The Eighteenth International Conference on
Raleigh, North Carolina. September 12-16, 2009.
Improving Hardware Cache Performance Through Software-Controlled Object-Level Cache Partitioning
Qingda Lu, Jiang Lin, Xiaoning Ding, Zhao Zhang, Xiaodong Zhang and P. Sadayappan
Exploiting data locality in on-chip caches has become increasingly challenging. In this paper we leverage software and operating system utilities to identify locality patterns of data objects and allocate them accordingly with different priorities in caches. This data object locality guided caching strategy is mainly designed to address the inability of LRU replacement to effectively handle memory intensive programs with weak locality (such as streaming accesses) and contention among strong locality data objects in caches, so that sub-optimal replacement decisions can be avoided. To achieve our goal, we present a system software framework in this paper. We first collect object-relative stack histograms and inter-object interference histograms via memory trace sampling. With several low-cost training runs, we are able to determine the locality patterns of data objects.
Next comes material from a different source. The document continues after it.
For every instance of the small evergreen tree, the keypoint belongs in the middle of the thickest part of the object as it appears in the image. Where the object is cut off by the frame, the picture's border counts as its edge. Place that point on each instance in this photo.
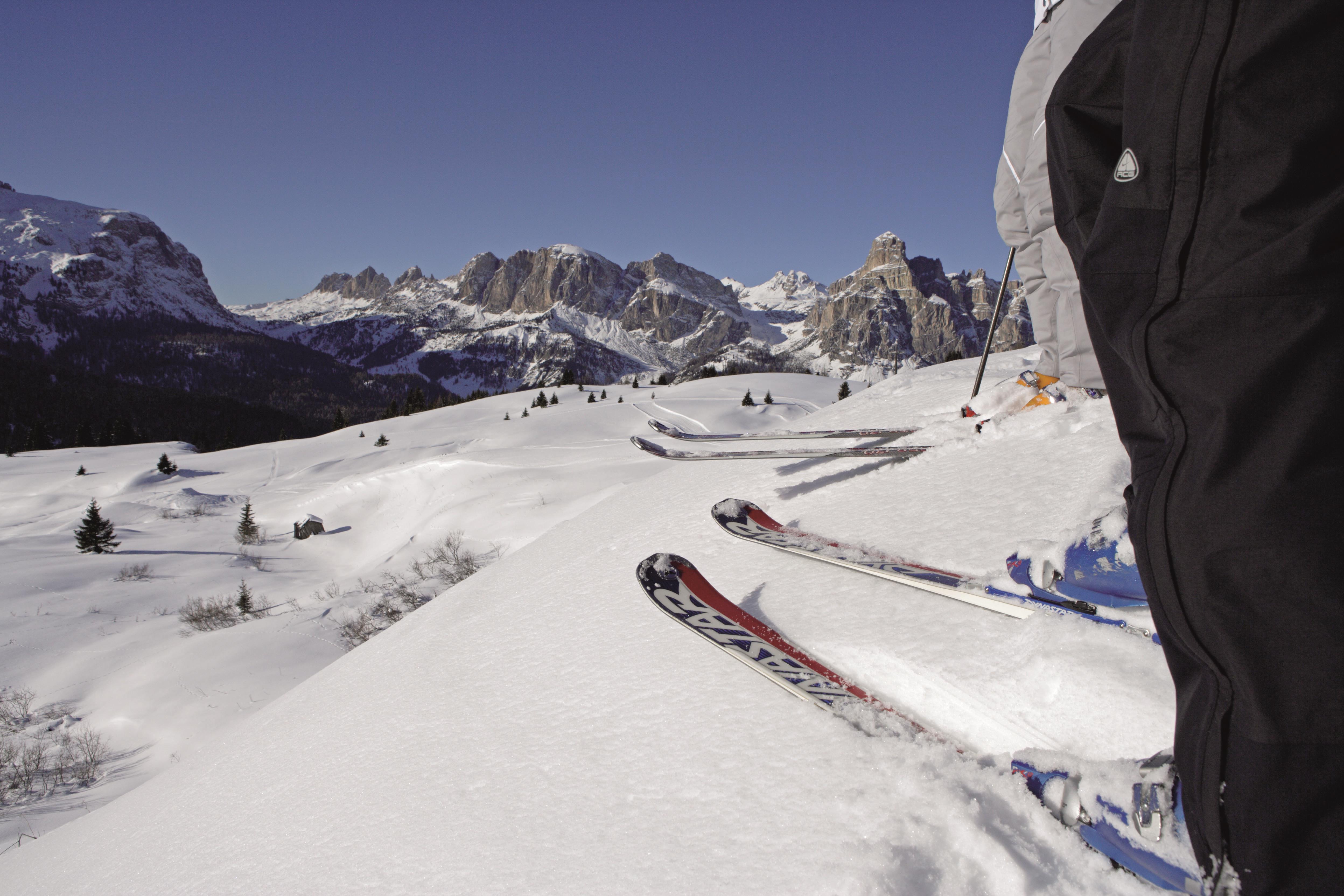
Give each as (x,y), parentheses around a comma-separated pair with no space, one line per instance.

For the actual runs, we categorize data objects into different locality types and partition the cache space among data objects with a heuristic algorithm, in order to reduce cache misses through segregation of contending objects. The object-level cache partitioning framework has been implemented through modification of a Linux kernel, and tested on a commodity multi-core processor. Experimental results show that in comparison with a standard L2 cache based on the LRU policy, our software method provides significant speedup and L2 cache miss reductions across inputs for a set of single- and multi-threaded programs from the SPEC CPU2000 benchmark suite, NAS benchmarks and a computational kernel set.